Male, pale, stale and straight. For a movie released in 2022 to be so lacking in representation is not just shocking, it’s appalling. Existing in a reality of straightness – with not even a single character being queer-coded, let alone out and proud – characters are shoved into stereotypical gender roles with lacklustre, half-developed female characters and carbon copy alpha males, who seem incapable of communication, let alone showing complex emotions. One of the most appalling examples of this can be found in Jake, who doesn’t even cry when his son dies and even tells his wife to snap out of her grief. This film had the chance to show a better world, not only in the environment but in the social sphere; instead, it defaults to old-fashioned depictions of stoic, emotionless men, and uncontrolled and emotional women.

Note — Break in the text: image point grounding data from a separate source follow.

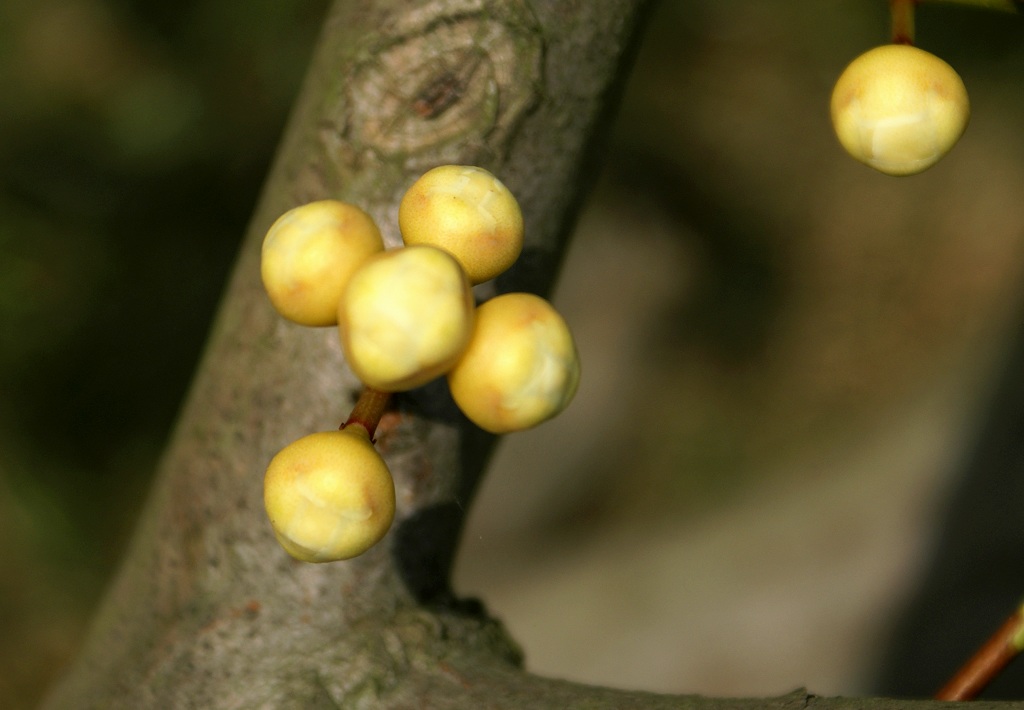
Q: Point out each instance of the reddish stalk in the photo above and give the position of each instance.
(902, 19)
(368, 411)
(993, 656)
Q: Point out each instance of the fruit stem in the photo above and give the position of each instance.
(993, 656)
(368, 411)
(902, 19)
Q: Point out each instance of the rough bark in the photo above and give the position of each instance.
(207, 611)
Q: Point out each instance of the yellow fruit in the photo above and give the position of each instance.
(406, 318)
(329, 496)
(520, 368)
(899, 109)
(467, 212)
(309, 254)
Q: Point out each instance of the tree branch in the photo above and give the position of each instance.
(207, 611)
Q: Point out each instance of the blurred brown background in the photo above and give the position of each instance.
(785, 353)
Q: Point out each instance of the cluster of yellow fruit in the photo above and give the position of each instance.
(406, 317)
(899, 109)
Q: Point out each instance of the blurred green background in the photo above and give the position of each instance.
(782, 349)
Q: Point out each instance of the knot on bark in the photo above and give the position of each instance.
(446, 76)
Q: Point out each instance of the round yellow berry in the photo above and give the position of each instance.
(469, 213)
(520, 368)
(406, 318)
(329, 496)
(899, 109)
(309, 254)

Additionally, the narrative is not just poor, but repetitive. The film sees the Sully family heading a resistance against the encroaching human presence on Pandora, but when the first film’s late antagonist (Colonel Quaritch) resurfaces in Avatar form, the Sully’s seek refuge with the Oceanic Metkayina tribe. To remain, the Sully’s must learn the ways of the water tribe. As they learn, xenophobic based clashes occur and romance blossoms between Tsireya, daughter of the tribes leader, and Lo’ak, the younger Sully brother. All the while Colonel Quaritch is hunting them, leaving a trail of fire and bloodshed in his wake. Then there is the final act, an action-packed battle between human and Na’avi, and the film’s most dramatic moment – the death of Jake and Neytiri’s firstborn. While this is a bold and impressive move, one shocking twist doesn’t make up for the hours of tripe that superseded it.

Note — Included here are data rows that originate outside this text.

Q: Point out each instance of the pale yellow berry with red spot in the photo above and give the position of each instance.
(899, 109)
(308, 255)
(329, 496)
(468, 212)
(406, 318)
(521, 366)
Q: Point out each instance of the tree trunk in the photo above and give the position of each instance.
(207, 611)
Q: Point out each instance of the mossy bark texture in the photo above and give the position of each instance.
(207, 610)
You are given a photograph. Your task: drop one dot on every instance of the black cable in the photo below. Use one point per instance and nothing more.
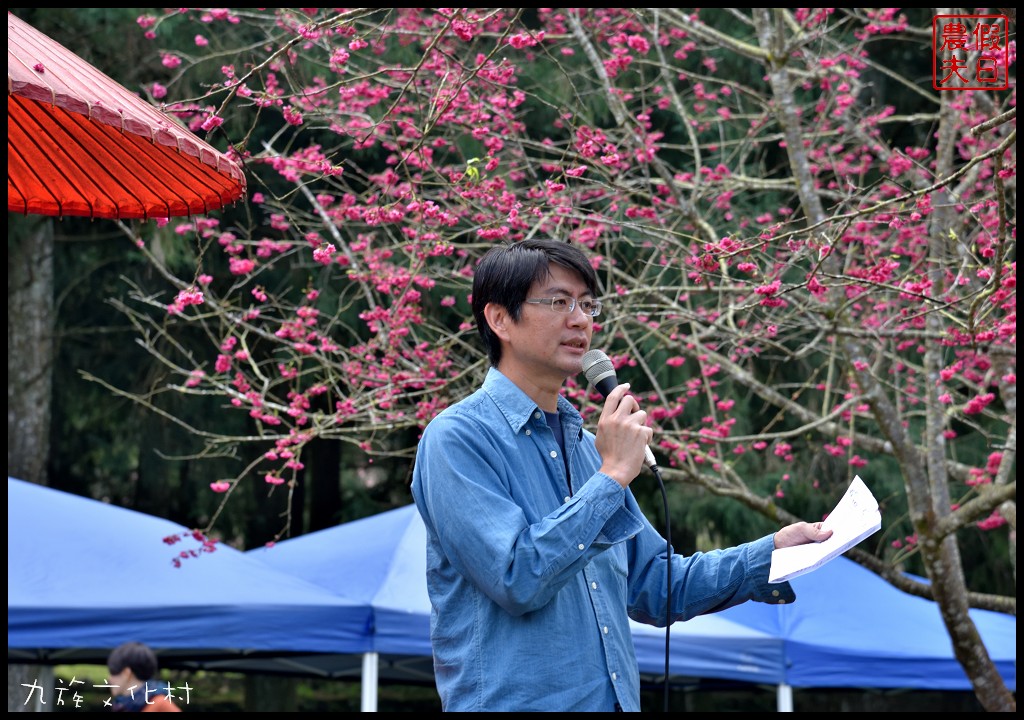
(668, 574)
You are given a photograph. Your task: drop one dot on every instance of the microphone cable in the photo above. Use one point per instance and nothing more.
(668, 576)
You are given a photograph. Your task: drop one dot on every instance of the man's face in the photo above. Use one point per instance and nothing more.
(546, 346)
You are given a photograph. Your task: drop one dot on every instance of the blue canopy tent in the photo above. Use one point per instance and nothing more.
(83, 577)
(381, 561)
(849, 628)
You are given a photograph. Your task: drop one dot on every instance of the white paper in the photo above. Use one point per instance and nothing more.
(855, 517)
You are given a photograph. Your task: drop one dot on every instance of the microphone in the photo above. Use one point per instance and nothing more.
(601, 374)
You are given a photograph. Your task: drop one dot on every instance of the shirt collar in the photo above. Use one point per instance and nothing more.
(515, 405)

If the plot I described sounds familiar, it’s because in many ways it is a longer, more convoluted version of the first film. Avatar 2 takes the basic elements of Jake’s story and gives them to his son, even repeating some of the key lines from the original story, which results in a tiresome and frankly embarrassing attempt to reference the first Avatar film, cheapening both movies in the process. Avatar not only copies from itself but it also borrows from other story-telling tropes, leading it to become dull, cliched, and utterly predictable. One of the greatest offenders is the unoriginal love story between Lo’ak and Tsireya which mirrors that of Jake and Neytiri, whose story was already hardly revolutionary. Finally, to make matters worse Tsireya is essentially a Disney teen crossed with a Bond girl, and is even introduced using slow-motion as she walks out of the water.

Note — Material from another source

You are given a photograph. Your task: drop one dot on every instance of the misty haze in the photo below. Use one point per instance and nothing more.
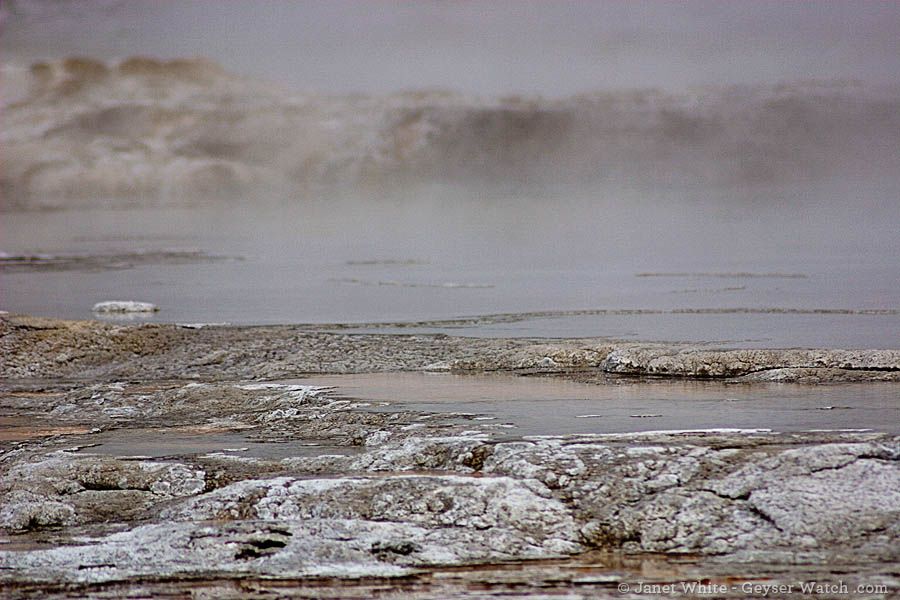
(448, 299)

The overarching issue of the film is consequently its writing. The narrative is poor, and the dialogue is awkward. Characters are restricted to old cliches, and are so lacking in diversity and depth that, in fact, I couldn’t tell who was who even by the end of the film. Avatar 2 feels like the result of a buffet of different ideas which were hastily stitched together to meet a deadline, which is ridiculous when you realise that writing for the sequels started almost a decade ago. Yet somehow in all that time, no one managed to streamline the plot or come up with some decent dialogue. Furthermore, the writers left the only interesting plot lines suspended in mid air, and many questions unanswered – almost as if the movie served as a trailer.

While the film is not unbearable to watch, it definitely does not hold up under scrutiny. The more you analyse it, the more problems you notice, the more this supposedly beautiful movie sours in your mind’s eye. Disorganised and overcrowded with ideas, this film chooses to cover them up with luscious CGI landscapes, but this attempt is largely unsuccessful. For a movie that required exorbitant amounts of time and money, I expected something far better than the cheap copy it delivered.